I say to the noble Baroness, Lady Burt of Solihull, who is not in her place, that she is plain wrong when it comes to the Prime Minister’s support of women. The founders of Women2Win—my right honourable friend the Prime Minister and my noble friend Lady Jenkin of Kennington—both knew that it would not be easy, but they threw everything into searching for new talent and then training and nurturing that talent, and our party and Parliament are much the richer for their efforts.
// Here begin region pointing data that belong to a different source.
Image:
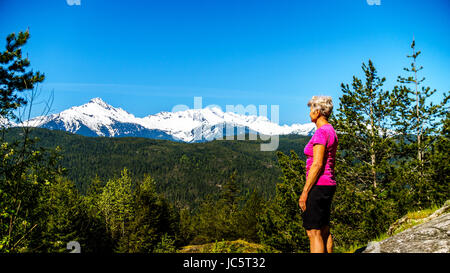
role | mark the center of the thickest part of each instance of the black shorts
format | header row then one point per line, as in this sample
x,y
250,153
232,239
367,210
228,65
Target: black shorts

Of course, it started before 2005 for the Prime Minister, who in her previous position as the first woman chairman of the Conservative Party pioneered a number of radical initiatives to shake up the selection process for candidates. That included the first-ever open primary, in Warrington South in November 2003, which resulted in a woman candidate for the Conservatives. She never shied away from facing down complacency and prejudice, and I am therefore not at all surprised that the Prime Minister will use this historic centenary, when we celebrate the bravery of those who fought so hard for the extension of women’s rights, to highlight the pressure and abuse facing women—and many men—today as they exercise their freedom to express their political views, which some would seek to deny them.

In 2002, I was interviewed by Simon Mayo on Radio 5 Live about how the Conservative Party was going to attract more women. I was asked the inevitable question about all-women shortlists, and I was just about to give my stock Conservative answer when I decided to say something different: “Whatever your views on all-women shortlists, you cannot deny the impact they made”—and, they did. The numbers could no longer be ignored and it meant that the rest of us, in our own way, had to step up our game. We have come a long way since 2005, but in the words of the trailer on Channel 4 for its all-girls special of “The Secret Life of 5 Year Olds” to mark 100 years of women’s suffrage: “A lot has changed, but we are not there yet”.